The length of the stem region, with a narrow preference for 35 ± 1 bp (including wobbles and mismatches, but not bulged nucleotides), was found to be a second important structural feature of pri-miRNAs. In addition to contributing specificity to the first step in the miRNA biogenesis pathway, the preference for a stem length of 35 bp ensures that most products of the first step have the two helical turns favored for subsequent Dicer cleavage (MacRae et al., 2006; Gu et al., 2012). The basal UG and apical UGU primary-sequence preferences at the junctions of single-stranded and double-stranded RNA regions imply that the Microprocessor recognizes either or both of these junctions at the ends of the pri-miRNA stem (Han et al., 2006; Auyeung et al., 2013). Indeed, biochemical analyses show that Drosha recognizes the basal junction and the DGCR8 dimer recognizes the apical junction (Nguyen et al., 2015). Also supporting the recognition of both junctions, results from inserting or deleting pairs within pri-miRNA stems indicate that measurements from both ends of the stem influence the site of cleavage (Ma et al., 2013). Our results showing that the efficiency of cleavage depended on a specific length of stem support the conclusion that recognition of both junctions is simultaneous and indicate that this recognition is performed by a protein complex too rigid to efficiently accommodate stems of other lengths, suggesting that the Drosha–DGCR8 heterotrimer acts as molecular calipers to measure the length of the pri-mRNA stem.
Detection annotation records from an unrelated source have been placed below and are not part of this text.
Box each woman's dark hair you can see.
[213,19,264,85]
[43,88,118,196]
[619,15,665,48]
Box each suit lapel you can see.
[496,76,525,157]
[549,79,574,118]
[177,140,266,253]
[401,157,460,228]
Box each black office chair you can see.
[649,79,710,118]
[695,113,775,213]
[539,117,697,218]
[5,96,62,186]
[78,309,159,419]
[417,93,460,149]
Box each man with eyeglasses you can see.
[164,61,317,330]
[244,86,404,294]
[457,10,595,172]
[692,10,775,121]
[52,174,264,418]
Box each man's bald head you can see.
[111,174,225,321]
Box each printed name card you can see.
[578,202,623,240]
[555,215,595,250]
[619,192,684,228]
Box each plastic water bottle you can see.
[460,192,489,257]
For pri-miRNAs predicted to have stems with suboptimal lengths, a stem of 35 ± 1 bp might still be achieved through disruption of extra pairing or creation of additional pairing to accommodate to Microprocessor as it binds. Indeed, we found that weakened pairing at positions 37–39 favored the cleavage of pri-miR-16, presumably because this pairing must be disrupted to accommodate Microprocessor binding. Also supporting this idea were our results at position 1 of pri-miR-30. Flanked by mismatches on both sides, this single base pair would form only transiently in the context of free RNA, yet a 3p C opposite the 5p G of the basal GU motif was preferred over the other possibilities (Figure S2), presumably because forming this lone pair at position 1 to extend the stem to 35 bp favored accommodation within the Microprocessor. The benefit of pairing at position 1 of pri-miR-30 was further supported by the benefit of creating a pair at position 2, which extended contiguous pairing to position 1 (Figure 2D).
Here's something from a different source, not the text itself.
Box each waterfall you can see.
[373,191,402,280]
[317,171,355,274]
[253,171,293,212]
Understanding the preference for a 35-bp stem and how some pri-miRNA derivatives might accommodate this structural feature better than others helps to reconcile seemingly contradictory results in the literature. For example, a 4-bp shift in the cleavage site observed after deleting 4 bp from the basal stem of pri-miR-16 has been interpreted as evidence that the distance from the base of the stem is more important for determining the cleavage site than is the distance from the loop (Han et al., 2006), which seems at odds with the conclusion from a study of pri-miR-30 derivatives (Zeng et al., 2005). We now realize, however, that the 4-bp deletion within the pri-miR-16 basal stem would favor a stem that incorporates rather than excludes the pairing at wild-type positions 36–39 to achieve an optimal length of 35 bp, and that the repositioned cleavage site would fall at an optimal distance from not only the base of the stem but also the loop.
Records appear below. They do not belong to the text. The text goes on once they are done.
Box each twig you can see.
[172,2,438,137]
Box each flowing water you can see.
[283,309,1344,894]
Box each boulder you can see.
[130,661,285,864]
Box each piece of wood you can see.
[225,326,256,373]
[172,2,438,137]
The newly identified mismatched GHG motif is basal to the region that produces the miRNA duplex. Indeed, no substantial nucleotide preferences were detected in the region that produced the miRNA duplex, which, from an evolutionary perspective, would benefit the emergence of new miRNAs with any primary sequence.
The mismatched GHG motif and the three previously identified primary-sequence motifs augmented the structural features to increase both efficiency and accuracy of cleavage. As suggested by our results (Figure S4A) and also recently demonstrated for the basal UG and apical UGU (Nguyen et al., 2015), one way that the motifs increase accuracy is to break the symmetry of the single-stranded–double-stranded–single-stranded Microprocessor substrate, preventing unproductive cleavage that occurs when the substrate binds in the opposite orientation (Han et al., 2006). These four motifs exerted their greatest influence in hairpins that were suboptimal with respect to either pairing or stem length, and imparted less benefit to pri-miRNAs that already had more optimal structural features (Figure 6). Likewise, the benefit of adding an additional motif diminished if more motifs were already present (e.g., Figure 4C and Figure S3A). These diminishing returns implied some functional redundancy among the sequence motifs and between the structural and sequence features.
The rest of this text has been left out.